Liputan6.com, Jakarta - Bank Dunia mengungkapkan pentingnya ekonomi maritim bagi pembangunan ekonomi Indonesia dan pertumbuhan berkelanjutan.
Laut bisa memberi kontribusi lebih besar bagi ekonomi melalui pendapatan yang lebih tinggi dari pariwisata dan perikanan jika dikelola dengan lebih baik.
Dalam laporan 'Indonesia Economic Quarterly edisi Juni 2019' Bank Dunia menyampaikan sejumlah strategi yang dapat dilakukan untuk memperkuat strategi pengembangan potensi maritim yang sudah berjalan saat ini.

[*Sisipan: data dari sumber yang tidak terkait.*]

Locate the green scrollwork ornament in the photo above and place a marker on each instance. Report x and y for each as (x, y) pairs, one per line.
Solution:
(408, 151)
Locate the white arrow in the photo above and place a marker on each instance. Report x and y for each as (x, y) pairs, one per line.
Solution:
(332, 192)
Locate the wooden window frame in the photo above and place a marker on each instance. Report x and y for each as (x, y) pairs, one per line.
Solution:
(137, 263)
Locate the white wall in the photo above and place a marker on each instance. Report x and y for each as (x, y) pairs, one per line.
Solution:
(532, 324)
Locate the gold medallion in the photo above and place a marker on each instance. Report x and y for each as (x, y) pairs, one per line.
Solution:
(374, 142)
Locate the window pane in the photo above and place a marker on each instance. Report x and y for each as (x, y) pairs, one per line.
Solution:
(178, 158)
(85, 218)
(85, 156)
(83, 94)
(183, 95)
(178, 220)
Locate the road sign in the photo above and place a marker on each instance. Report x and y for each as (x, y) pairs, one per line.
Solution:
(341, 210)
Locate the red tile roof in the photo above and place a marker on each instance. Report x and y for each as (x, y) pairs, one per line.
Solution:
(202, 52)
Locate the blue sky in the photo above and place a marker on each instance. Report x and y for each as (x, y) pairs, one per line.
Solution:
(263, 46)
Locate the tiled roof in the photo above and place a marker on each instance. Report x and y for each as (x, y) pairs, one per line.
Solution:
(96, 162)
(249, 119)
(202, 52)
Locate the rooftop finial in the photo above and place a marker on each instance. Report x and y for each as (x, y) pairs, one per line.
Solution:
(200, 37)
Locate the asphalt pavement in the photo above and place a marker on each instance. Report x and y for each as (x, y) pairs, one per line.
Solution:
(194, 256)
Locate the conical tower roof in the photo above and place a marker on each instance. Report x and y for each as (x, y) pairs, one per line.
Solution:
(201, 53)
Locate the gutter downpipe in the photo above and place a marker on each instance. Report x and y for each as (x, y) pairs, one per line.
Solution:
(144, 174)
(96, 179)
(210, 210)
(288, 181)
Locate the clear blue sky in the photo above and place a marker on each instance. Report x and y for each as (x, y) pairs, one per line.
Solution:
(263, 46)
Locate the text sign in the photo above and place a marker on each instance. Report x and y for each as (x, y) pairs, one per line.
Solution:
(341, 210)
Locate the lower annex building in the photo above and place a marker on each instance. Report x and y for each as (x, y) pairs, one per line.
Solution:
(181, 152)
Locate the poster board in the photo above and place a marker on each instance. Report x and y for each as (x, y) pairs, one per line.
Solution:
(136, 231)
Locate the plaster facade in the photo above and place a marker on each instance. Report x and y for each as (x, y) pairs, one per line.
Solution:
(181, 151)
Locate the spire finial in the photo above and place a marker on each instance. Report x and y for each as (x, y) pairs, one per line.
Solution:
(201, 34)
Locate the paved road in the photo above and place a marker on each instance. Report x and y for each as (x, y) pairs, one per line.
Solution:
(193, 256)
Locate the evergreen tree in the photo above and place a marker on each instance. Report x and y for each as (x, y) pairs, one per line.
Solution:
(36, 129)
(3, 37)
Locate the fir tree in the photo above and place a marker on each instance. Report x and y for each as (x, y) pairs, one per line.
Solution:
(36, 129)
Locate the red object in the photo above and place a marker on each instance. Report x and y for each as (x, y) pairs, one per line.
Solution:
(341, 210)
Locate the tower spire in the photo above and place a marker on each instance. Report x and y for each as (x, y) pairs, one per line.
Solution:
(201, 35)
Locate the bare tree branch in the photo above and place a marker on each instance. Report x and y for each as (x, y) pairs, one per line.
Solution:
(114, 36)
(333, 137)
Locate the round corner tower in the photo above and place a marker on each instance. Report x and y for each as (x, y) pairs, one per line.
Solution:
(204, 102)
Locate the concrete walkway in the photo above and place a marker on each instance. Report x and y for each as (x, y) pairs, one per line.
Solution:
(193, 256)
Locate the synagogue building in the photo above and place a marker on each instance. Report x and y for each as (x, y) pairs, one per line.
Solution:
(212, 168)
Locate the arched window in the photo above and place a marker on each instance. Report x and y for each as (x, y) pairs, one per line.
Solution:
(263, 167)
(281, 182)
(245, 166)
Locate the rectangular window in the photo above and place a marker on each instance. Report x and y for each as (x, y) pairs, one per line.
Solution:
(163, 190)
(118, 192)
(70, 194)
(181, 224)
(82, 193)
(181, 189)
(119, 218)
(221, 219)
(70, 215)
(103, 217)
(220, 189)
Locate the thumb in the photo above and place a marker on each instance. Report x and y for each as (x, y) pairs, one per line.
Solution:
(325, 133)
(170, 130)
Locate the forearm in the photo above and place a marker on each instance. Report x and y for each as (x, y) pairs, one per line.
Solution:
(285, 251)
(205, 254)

Lead Economist World Bank Indonesia, Frederico Gil Sander mengatakan, meskipun ada banyak pilihan kebijakan untuk memaksimalkan nilai ekonomi dan sosial perikanan, diperlukan tiga kategori reformasi luas.
Pertama dan paling mendasar adalah penyelesaian pola pengelolaan perikanan Indonesia. Baik melalui Wilayah Pengelolaan Perikanan yang sudah ada atau melalui struktur alternatif.
"Hal ini membutuhkan kerangka kerja untuk pengambilan keputusan yang lebih efektif disatukan pemerintah, industri, dan pemangku kepentingan lainnya, memperjelas peran dan tanggung jawab, dan meningkatkan koordinasi. Ini termasuk mengoordinasikan Rencana Pengelolaan Perikanan (Fisheries Management Plans/FMPs) di seluruh yurisdiksi, dan memastikan bahwa FMPs mencerminkan rekomendasi ilmiah," kata dia, di Jakarta, Senin (1/7/2019).
Indonesia, pun harus berinvestasi dalam penelitian, pemantauan, dan pelaporan perikanan. Hal ini untuk memberikan informasi yang lebih baik, misalnya terkait batas panen.
Indonesia juga dapat membangun kapasitas penelitian perikanan yang kuat untuk mengembangkan penilaian stok yang lebih spesifik untuk area dan spesies yang spesifik.
"Serta menarik alternatif bentuk-bentuk pengumpulan informasi perikanan sangat cocok untuk mengatasi tantangan pengumpulan data lintas negara dan daerah pesisir yang terpencil," ujar dia.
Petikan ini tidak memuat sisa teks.